Mercato di San Lorenzo, evasione e ricettazione: denunce e licenze sospese / VIDEO

I risultati dell'azione congiunta di guardia di finanza e polizia municipale nei primi 7 mesi del 2018

Evasioni fiscali per circa 400mila euro, 3 persone denunciate per contraffazione marchi e ricettazione, 28 persone sanzionate per varie irregolarità amministrative alle norme sulla disciplina del commercio e 15 attività commerciali sospese (fino a 15 giorni di chiusura imposta) per mancata emissione degli scontrini fiscali.

Sono i risultati conseguiti nel corso di una serie di controlli - effettuati nei primi 7 mesi del 2018 - eseguiti congiuntamente dai finanzieri del comando provinciale e dalla polizia municipale nei confronti degli esercizi commerciali a posto fisso, ubicati nelle adiacenze dell’area del Mercato di San Lorenzo.

Le ispezioni congiunte sono iniziate dopo le verifiche - anche con l'aiuto della banche dati collegati con l'anagrafe tributaria - dei 251  titolari delle licenze comunali dei c.d. “banchini” ubicati nelle vie del centro storico limitrofe al Mercato coperto di San Lorenzo (molti titolari dell'attività sono italiana che subaffittano il banco a stranieri).
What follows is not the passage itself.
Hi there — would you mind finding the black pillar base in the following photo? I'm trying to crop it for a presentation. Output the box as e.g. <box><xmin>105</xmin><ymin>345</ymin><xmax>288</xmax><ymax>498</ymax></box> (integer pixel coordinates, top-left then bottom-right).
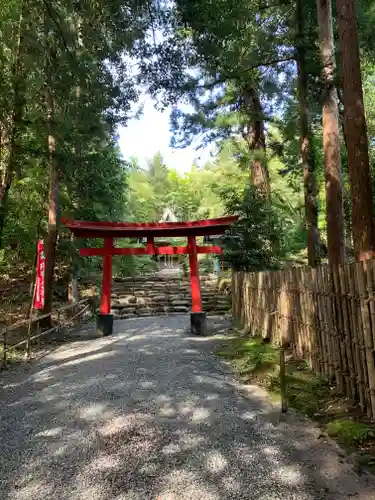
<box><xmin>96</xmin><ymin>313</ymin><xmax>113</xmax><ymax>337</ymax></box>
<box><xmin>190</xmin><ymin>312</ymin><xmax>207</xmax><ymax>335</ymax></box>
Più nel dettaglio, gli esiti dei controlli fiscali eseguiti dai militari del gruppo di Firenze hanno consentito di sanzionare 23 persone perché avevano omesso di emettere scontrini fiscali per la vendita di beni, constatando contestualmente oltre 400mila euro di evasione ai fini fiscali.

La segnalazione di tali irregolarità all’Agenzia delle Entrate ha consentito di proporre la sospensione di 15 attività commerciali per le molte e reiterate irregolarità riscontrate.

I controlli eseguiti dai finanzieri hanno permesso anche di individuare e sottoporre a sequestro numerose borse e giubbini contraffatti, con la denuncia di un soggetto italiano ed uno di nazionalità iraniana, proprietari di due banchi controllati, per i reati di introduzione nello Stato e commercio di prodotti con segni falsi e ricettazione.

VIDEO - La Guardia di Finanza nei negozi della pelle

Gli ulteriori approfondimenti sulla provenienza di tali prodotti hanno consentito di individuare anche il fornitore, risultato essere un imprenditore di origine cinese, gestore di laboratorio di produzione di articoli in pelle, ubicato in un capannone nella zona di Firenze-Osmannoro. All’interno del laboratorio sono stati sottoposti a sequestro, oltre a merce ed accessori contraffatti (200 fibbie e 20 borse marchio Gucci), anche € 10mila euro in contanti ed alcune banconote false. L’imprenditore cinese è stato pertanto denunciato per contraffazione e ricettazione.

I controlli eseguiti, invece, dalla polizia municipale ha portato alla constatazione delle seguenti violazioni amministrative: 26 multe per omessa indicazione dei prezzi sulla merce in vendita, 25 sanzioni per lo 'sforo' delle dimensioni del banco ambulante, 2 multe per occupazioni abusive di suolo pubblico e 3 per mancata esibizione della licenza di ambulante.

I dati sono stati presentati questa mattina a Palazzo Vecchio dal sindaco Dario Nardella e dal generale Benedetto Lipari, comandante provinciale della guardia di finanza, assieme al comandante della polizia municipale Alessandro Casale, al'assessore alla sicurezza Federico Gianassi e al tenente colonnello Dario Sopranzetti.